A quick example of using analysis_dcmm to model simulated sales data follows. Another example with a DCMM can also be found here.

import pandas as pd
import numpy as np

from pybats.analysis import analysis_dcmm
from pandas.tseries.holiday import USFederalHolidayCalendar


Sales Price Promotion
Date
2014-06-01 15.0 1.11 0.0
2014-06-02 13.0 2.19 0.0
2014-06-03 6.0 0.23 0.0
2014-06-04 2.0 -0.05 1.0
2014-06-05 6.0 -0.14 0.0
prior_length = 25   # Number of days of data used to set prior
k = 7               # Forecast horizon
rho = 0.5           # Random effect discount factor to increase variance of forecast distribution
forecast_samps = 1000  # Number of forecast samples to draw
forecast_start = pd.to_datetime('2018-01-01') # Date to start forecasting
forecast_end = pd.to_datetime('2018-05-01')   # Date to stop forecasting
holidays = USFederalHolidayCalendar.rules

mod, samples = analysis_dcmm(data['Sales'].values, data[['Price', 'Promotion']].values,
k, forecast_start, forecast_end,
nsamps=forecast_samps,
prior_length=prior_length,
seasPeriods=[7], seasHarmComponents=[[1,2,3]],
dates=data.index, holidays=holidays,
rho=rho,
ret = ['model', 'forecast'])

beginning forecasting


Because the DCMM is effectively a container for a Poisson and a Bernoulli DGLM, we can access each of them individually. The coefficients in the Bernoulli DGLM affect the probability of a non-zero observation, and the coefficients in the Poisson DGLM impact the size of any non-zero observations. To illustrate, we'll take a look at the holiday coefficients in both DGLMs.
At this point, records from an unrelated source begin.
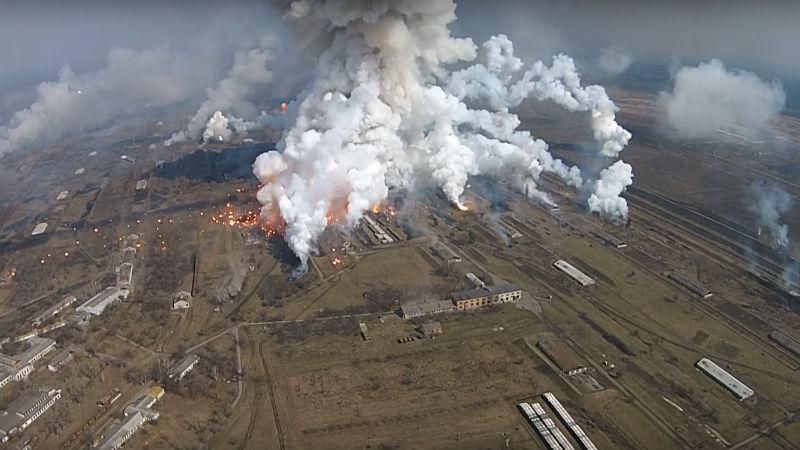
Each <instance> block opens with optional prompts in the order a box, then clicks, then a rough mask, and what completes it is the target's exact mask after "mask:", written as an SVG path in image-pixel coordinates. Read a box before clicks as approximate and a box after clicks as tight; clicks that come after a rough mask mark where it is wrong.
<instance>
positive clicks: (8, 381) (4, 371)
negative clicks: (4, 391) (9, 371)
mask: <svg viewBox="0 0 800 450" xmlns="http://www.w3.org/2000/svg"><path fill="white" fill-rule="evenodd" d="M10 382H11V374H10V373H9V372H6V371H2V370H0V388H1V387H3V386H5V385H7V384H8V383H10Z"/></svg>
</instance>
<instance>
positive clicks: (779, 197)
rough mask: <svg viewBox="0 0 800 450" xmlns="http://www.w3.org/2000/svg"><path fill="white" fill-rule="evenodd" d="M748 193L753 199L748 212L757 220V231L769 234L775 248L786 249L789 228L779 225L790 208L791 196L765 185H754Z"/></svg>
mask: <svg viewBox="0 0 800 450" xmlns="http://www.w3.org/2000/svg"><path fill="white" fill-rule="evenodd" d="M750 193H751V194H752V196H753V198H754V202H753V204H752V205H751V206H750V210H751V211H752V212H753V213H754V214H756V216H757V218H758V227H759V231H761V230H764V231H766V232H767V233H769V235H770V236H771V237H772V238H773V240H774V242H775V247H776V248H778V249H785V248H787V247H788V246H789V227H788V226H787V225H786V224H785V223H781V218H782V216H783V215H784V214H786V213H787V212H788V211H789V210H790V209H791V208H792V196H791V195H790V194H789V193H788V192H786V191H784V190H783V189H781V188H780V187H778V186H775V185H768V184H765V183H754V184H753V185H751V186H750ZM759 234H760V233H759Z"/></svg>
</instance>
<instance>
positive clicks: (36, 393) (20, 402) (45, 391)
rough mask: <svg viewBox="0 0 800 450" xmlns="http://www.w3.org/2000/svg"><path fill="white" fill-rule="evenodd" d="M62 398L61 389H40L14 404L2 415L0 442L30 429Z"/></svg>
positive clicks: (8, 439) (8, 406) (22, 396)
mask: <svg viewBox="0 0 800 450" xmlns="http://www.w3.org/2000/svg"><path fill="white" fill-rule="evenodd" d="M60 398H61V390H60V389H39V390H36V391H33V392H29V393H27V394H25V395H23V396H22V397H20V398H19V399H17V400H16V401H14V402H12V403H11V404H10V405H8V408H7V409H6V410H5V411H3V413H2V415H0V442H2V443H5V442H8V440H9V438H10V437H11V436H13V435H15V434H17V433H19V432H21V431H22V430H24V429H25V428H28V426H30V424H32V423H33V422H34V421H35V420H36V419H38V418H39V417H40V416H41V415H42V414H44V412H45V411H47V410H48V409H50V407H51V406H53V404H55V402H56V401H58V399H60Z"/></svg>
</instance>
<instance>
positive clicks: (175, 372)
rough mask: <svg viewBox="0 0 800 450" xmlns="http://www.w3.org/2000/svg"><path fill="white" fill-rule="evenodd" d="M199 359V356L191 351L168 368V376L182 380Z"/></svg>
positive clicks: (199, 360) (196, 364)
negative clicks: (179, 359) (174, 363)
mask: <svg viewBox="0 0 800 450" xmlns="http://www.w3.org/2000/svg"><path fill="white" fill-rule="evenodd" d="M199 361H200V357H199V356H197V355H195V354H193V353H192V354H189V355H186V356H185V357H184V358H183V359H182V360H180V361H179V362H178V363H177V364H175V365H174V366H172V368H171V369H170V370H169V377H170V378H175V379H176V380H177V381H180V380H182V379H183V377H185V376H186V374H187V373H189V372H190V371H191V370H192V369H194V366H196V365H197V363H198V362H199Z"/></svg>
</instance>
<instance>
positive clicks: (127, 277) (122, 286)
mask: <svg viewBox="0 0 800 450" xmlns="http://www.w3.org/2000/svg"><path fill="white" fill-rule="evenodd" d="M132 281H133V264H132V263H129V262H125V263H122V264H120V265H119V266H117V287H118V288H126V289H129V288H130V286H131V282H132Z"/></svg>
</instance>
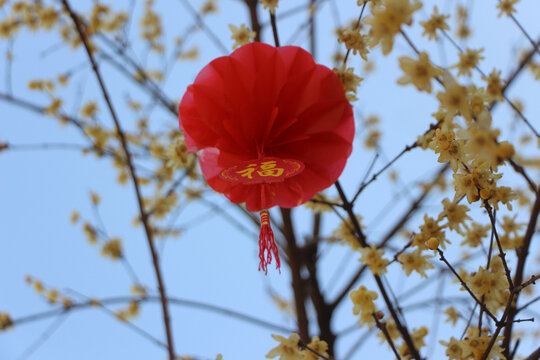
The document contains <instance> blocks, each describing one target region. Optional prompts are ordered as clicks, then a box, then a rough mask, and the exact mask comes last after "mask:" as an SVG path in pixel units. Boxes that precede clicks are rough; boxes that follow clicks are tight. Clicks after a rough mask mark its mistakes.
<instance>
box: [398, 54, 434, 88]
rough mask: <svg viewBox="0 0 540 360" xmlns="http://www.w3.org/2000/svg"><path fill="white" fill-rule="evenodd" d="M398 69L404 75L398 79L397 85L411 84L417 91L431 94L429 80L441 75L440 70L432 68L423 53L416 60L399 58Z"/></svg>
mask: <svg viewBox="0 0 540 360" xmlns="http://www.w3.org/2000/svg"><path fill="white" fill-rule="evenodd" d="M399 67H400V68H401V70H403V72H404V75H403V76H402V77H400V78H399V79H398V81H397V82H398V84H400V85H407V84H413V85H414V86H416V88H417V89H418V90H419V91H425V92H427V93H431V80H432V79H433V78H436V77H438V76H441V75H442V74H443V71H442V69H440V68H438V67H436V66H434V65H433V64H432V63H431V61H430V60H429V55H428V54H427V53H425V52H421V53H420V54H418V60H415V59H413V58H411V57H408V56H402V57H400V58H399Z"/></svg>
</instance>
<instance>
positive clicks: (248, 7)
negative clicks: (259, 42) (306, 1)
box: [244, 0, 303, 41]
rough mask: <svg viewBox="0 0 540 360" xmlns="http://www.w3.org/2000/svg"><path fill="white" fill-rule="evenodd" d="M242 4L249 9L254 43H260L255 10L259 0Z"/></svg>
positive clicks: (255, 11) (258, 23) (258, 32)
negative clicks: (254, 35) (253, 31)
mask: <svg viewBox="0 0 540 360" xmlns="http://www.w3.org/2000/svg"><path fill="white" fill-rule="evenodd" d="M244 2H245V3H246V6H247V7H248V9H249V19H250V22H251V30H252V31H254V32H255V41H261V31H262V26H261V23H260V22H259V13H258V9H257V4H258V3H259V0H244ZM302 7H303V6H302Z"/></svg>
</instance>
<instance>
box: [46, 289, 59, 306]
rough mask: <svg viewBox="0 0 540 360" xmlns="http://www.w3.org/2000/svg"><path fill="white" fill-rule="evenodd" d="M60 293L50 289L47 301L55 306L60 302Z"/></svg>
mask: <svg viewBox="0 0 540 360" xmlns="http://www.w3.org/2000/svg"><path fill="white" fill-rule="evenodd" d="M59 296H60V293H59V292H58V290H56V289H49V290H48V291H47V294H46V296H45V297H46V298H47V301H48V302H49V303H51V304H54V303H56V302H57V301H58V297H59Z"/></svg>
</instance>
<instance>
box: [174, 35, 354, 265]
mask: <svg viewBox="0 0 540 360" xmlns="http://www.w3.org/2000/svg"><path fill="white" fill-rule="evenodd" d="M180 127H181V128H182V129H183V130H184V137H185V141H186V145H187V148H188V151H190V152H195V151H198V150H202V152H201V153H200V154H199V163H200V166H201V170H202V173H203V175H204V177H205V179H206V181H207V182H208V185H210V187H211V188H212V189H214V190H215V191H217V192H220V193H222V194H224V195H225V196H226V197H227V198H228V199H229V200H230V201H232V202H234V203H245V204H246V207H247V209H248V210H250V211H261V225H262V227H261V236H260V238H259V240H260V242H259V244H260V253H259V257H260V260H261V261H260V266H259V270H260V269H262V270H264V271H265V272H266V271H267V265H268V264H269V263H270V262H271V260H272V253H273V254H274V256H275V257H276V266H277V267H278V268H279V266H280V263H279V255H278V252H277V247H276V245H275V243H274V239H273V234H272V230H271V229H270V226H269V225H270V224H269V214H268V211H267V210H266V209H269V208H271V207H273V206H281V207H286V208H291V207H295V206H298V205H301V204H303V203H305V202H306V201H308V200H310V199H311V198H312V197H313V196H314V195H315V194H316V193H318V192H319V191H321V190H324V189H326V188H327V187H329V186H330V185H332V184H333V183H334V182H335V181H336V180H337V179H338V177H339V175H340V174H341V172H342V171H343V168H344V167H345V163H346V161H347V158H348V156H349V155H350V153H351V151H352V139H353V136H354V118H353V114H352V108H351V106H350V104H349V102H348V100H347V99H346V97H345V93H344V90H343V86H342V85H341V83H340V81H339V79H338V78H337V76H336V75H335V74H334V73H333V72H332V71H331V70H330V69H328V68H327V67H325V66H323V65H319V64H316V63H315V62H314V60H313V57H312V56H311V55H310V54H309V53H308V52H306V51H305V50H303V49H302V48H299V47H296V46H283V47H278V48H275V47H273V46H270V45H267V44H263V43H257V42H256V43H250V44H247V45H244V46H242V47H241V48H239V49H237V50H236V51H234V52H233V53H232V54H230V55H229V56H223V57H220V58H217V59H215V60H213V61H212V62H210V63H209V64H208V65H207V66H205V67H204V68H203V69H202V70H201V72H200V73H199V74H198V75H197V77H196V79H195V81H194V82H193V84H192V85H190V86H188V88H187V91H186V93H185V94H184V97H183V98H182V101H181V103H180ZM265 252H266V256H265Z"/></svg>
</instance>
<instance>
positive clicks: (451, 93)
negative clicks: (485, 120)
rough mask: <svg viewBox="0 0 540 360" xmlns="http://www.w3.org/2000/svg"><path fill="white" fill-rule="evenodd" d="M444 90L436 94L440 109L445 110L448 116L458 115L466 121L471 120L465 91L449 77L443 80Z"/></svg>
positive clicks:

pois_hol = mod.pois_mod.get_coef('hol')
bern_hol = mod.bern_mod.get_coef('hol')

coef = pd.DataFrame({'Holidays':[h.name for h in holidays],
'Pois Mean': pois_hol['Mean'],
'Pois Std Dev': pois_hol['Standard Deviation'],
'Bern Mean': bern_hol['Mean'],
'Bern Std Dev': bern_hol['Standard Deviation']}).round(2)
coef

Holidays Pois Mean Pois Std Dev Bern Mean Bern Std Dev
Hol 1 New Years Day -0.94 0.66 -0.78 1.29
Hol 2 Martin Luther King Jr. Day 0.20 0.43 0.08 1.41
Hol 3 Presidents Day -0.27 0.46 0.27 1.39
Hol 4 Memorial Day 0.62 0.40 0.04 1.41
Hol 5 July 4th 1.10 0.43 0.04 1.41
Hol 6 Labor Day 0.21 0.43 0.03 1.41
Hol 7 Columbus Day -0.04 0.45 0.21 1.39
Hol 8 Veterans Day -0.15 0.48 0.03 1.41
Hol 9 Thanksgiving 0.14 0.43 0.16 1.39
Hol 10 Christmas -1.97 1.11 -1.10 1.23

The largest negative coefficients are for Christmas and New Years Day, which means that they are more likely to have very low or $0$ sales.

The largest positive coefficients are for July 4th and Memorial day, which means that they are likely to have increased sales.